Edina City Council Approves Controversial Homeless Housing Project

Updated: 09/03/2014 6:52 AM
Created: 09/02/2014 10:45 PM
By: Beth McDonough

A controversial housing project for homeless young adults is moving forward in Edina after the city council voted Tuesday to approve it.

The Project, called 66 West, was the focus of a public meeting that lasted more than four hours Tuesday night. 

The city council approved a zoning request to convert a former TCF Bank near Southdale Center into a housing complex for 250 homeless young adults living in Edina, Hopkins, Bloomington and St. Louis Park.

The meeting was packed; many people wanted to weigh in, but the city set limits on how long they could speak. Opponents worried about the location and crime, but supporters say homes for the homeless actually reduce those statistics and benefit taxpayers.

Nineteen-year-old Thomas Stone grew up living on the street, which often meant a gritty life of crime.

"That’s how I grew up, doing things out here to survive,” he said. “The outcome was bad.”

It was bad enough that he went to jail for juveniles a handful of times. Stone's life improved as soon as he moved into stable housing, he said.

"I got a job, went to college, and that's what I do now," Stone said.

He attended the city council meeting to support housing for other homeless young adults. Stone lives in a complex run by the same group planning to build the 39-unit complex near France Avenue.   

Edina resident Mark Chamberlain urged council members to deny the request because of zoning laws. 

A 2012 study by the Wilder Foundation shows that for every public dollar invested in homes for the homeless, there's a $1.44 return to taxpayers, totaling $123 million a year.

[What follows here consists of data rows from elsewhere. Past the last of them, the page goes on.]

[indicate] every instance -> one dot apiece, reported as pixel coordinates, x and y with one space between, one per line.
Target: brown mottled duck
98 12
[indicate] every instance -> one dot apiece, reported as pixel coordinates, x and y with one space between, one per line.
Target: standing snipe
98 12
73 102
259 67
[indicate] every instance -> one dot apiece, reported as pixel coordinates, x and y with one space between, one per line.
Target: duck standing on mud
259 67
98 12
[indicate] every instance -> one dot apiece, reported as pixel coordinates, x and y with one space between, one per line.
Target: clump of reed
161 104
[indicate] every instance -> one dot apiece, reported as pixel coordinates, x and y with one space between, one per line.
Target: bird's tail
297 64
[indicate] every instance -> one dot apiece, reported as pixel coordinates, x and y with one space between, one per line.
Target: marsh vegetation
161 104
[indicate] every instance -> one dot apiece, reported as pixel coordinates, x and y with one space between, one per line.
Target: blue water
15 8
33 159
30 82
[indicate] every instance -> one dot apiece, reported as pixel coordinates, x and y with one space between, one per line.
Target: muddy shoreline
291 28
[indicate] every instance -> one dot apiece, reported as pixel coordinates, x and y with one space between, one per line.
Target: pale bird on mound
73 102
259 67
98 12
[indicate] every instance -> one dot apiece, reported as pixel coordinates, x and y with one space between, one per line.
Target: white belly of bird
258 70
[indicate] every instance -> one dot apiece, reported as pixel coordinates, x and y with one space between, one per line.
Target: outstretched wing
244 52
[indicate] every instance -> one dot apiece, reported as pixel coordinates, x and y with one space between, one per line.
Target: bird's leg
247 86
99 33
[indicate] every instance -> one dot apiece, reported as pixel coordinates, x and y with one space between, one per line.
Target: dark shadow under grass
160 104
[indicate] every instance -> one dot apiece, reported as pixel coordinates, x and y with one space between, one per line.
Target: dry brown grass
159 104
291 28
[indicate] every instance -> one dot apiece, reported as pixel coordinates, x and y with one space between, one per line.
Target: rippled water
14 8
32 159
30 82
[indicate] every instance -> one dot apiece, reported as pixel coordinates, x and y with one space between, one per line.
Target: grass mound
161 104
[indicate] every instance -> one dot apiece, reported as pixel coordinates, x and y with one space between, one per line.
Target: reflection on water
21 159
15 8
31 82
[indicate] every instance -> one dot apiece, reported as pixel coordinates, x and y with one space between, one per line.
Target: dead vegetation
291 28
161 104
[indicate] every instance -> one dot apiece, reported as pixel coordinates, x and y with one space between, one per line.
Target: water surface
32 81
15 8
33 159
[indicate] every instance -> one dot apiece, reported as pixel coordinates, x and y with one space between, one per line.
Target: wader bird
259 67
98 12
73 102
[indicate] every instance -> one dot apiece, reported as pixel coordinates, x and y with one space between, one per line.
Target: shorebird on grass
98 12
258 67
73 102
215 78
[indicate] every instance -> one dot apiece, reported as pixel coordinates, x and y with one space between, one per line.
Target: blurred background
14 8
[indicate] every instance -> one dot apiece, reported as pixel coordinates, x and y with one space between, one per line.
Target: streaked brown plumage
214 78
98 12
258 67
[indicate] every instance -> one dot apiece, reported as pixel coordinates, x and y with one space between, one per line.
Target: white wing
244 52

"We can save a lot of money," Jose Diaz, a researcher for the Wilder Foundation, said. Diaz says the odds of being convicted of a crime drop noticeably from 48 percent to 14 percent after someone enters supportive housing.

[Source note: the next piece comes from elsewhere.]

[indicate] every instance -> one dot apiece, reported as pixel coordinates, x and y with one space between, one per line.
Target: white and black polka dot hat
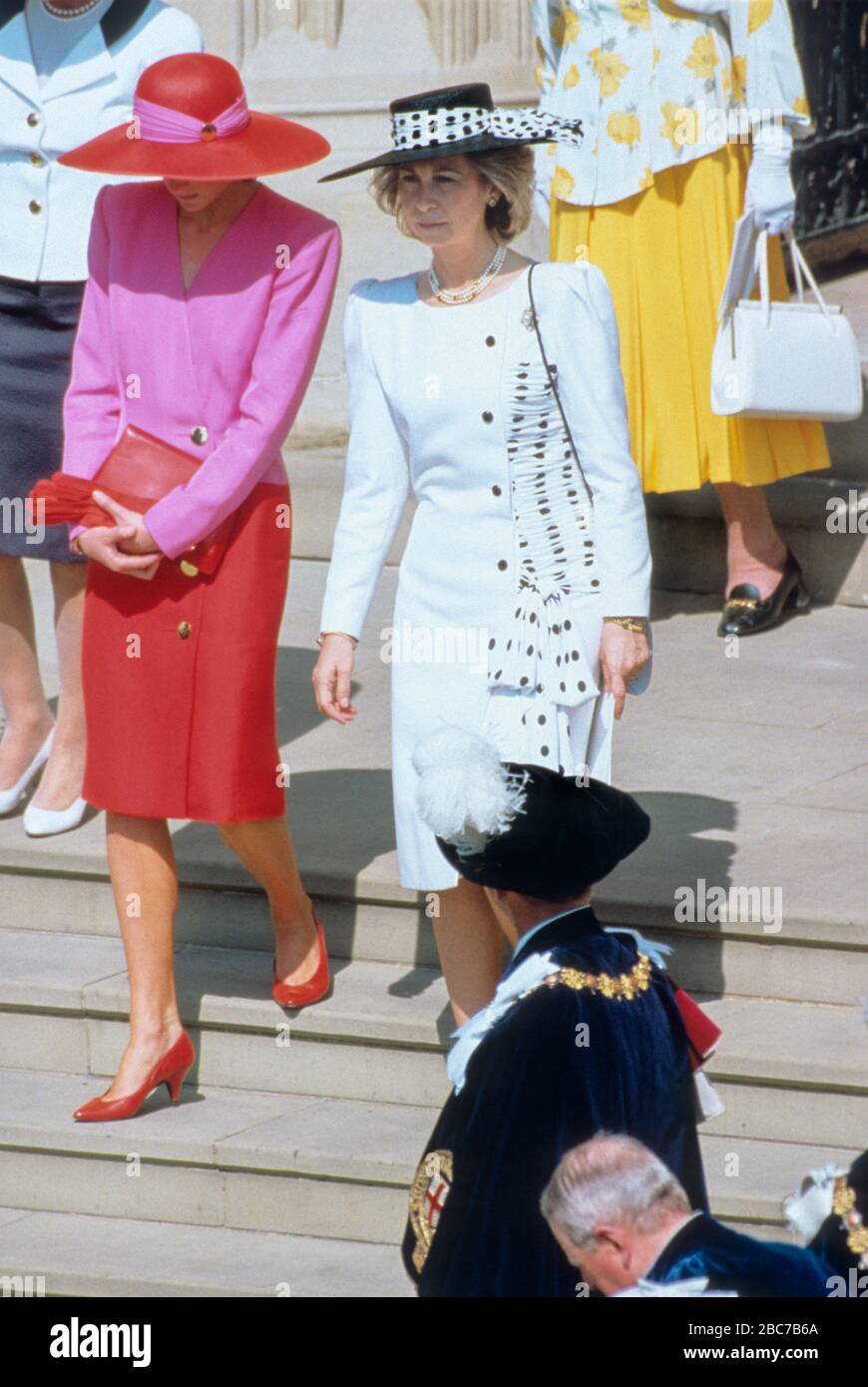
461 120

"The neighborhood would improve right away," Diaz said.

It would mean more savings in prison costs, sparing taxpayers $16,000 per person, per year for jail. On top of that, supporters of the project say tenants will be required to pay rent and get jobs, turning them into taxpayers, too.

"That’s what we're able to do, transform someone who's in a crisis to be part of the community," said Lee Blons, head of Beacon Interfaith.

A final vote is now needed at another meeting to “rubber stamp” the project. 

The $9 million needed for the project must be raised before construction starts. Construction is expected to take 10 months.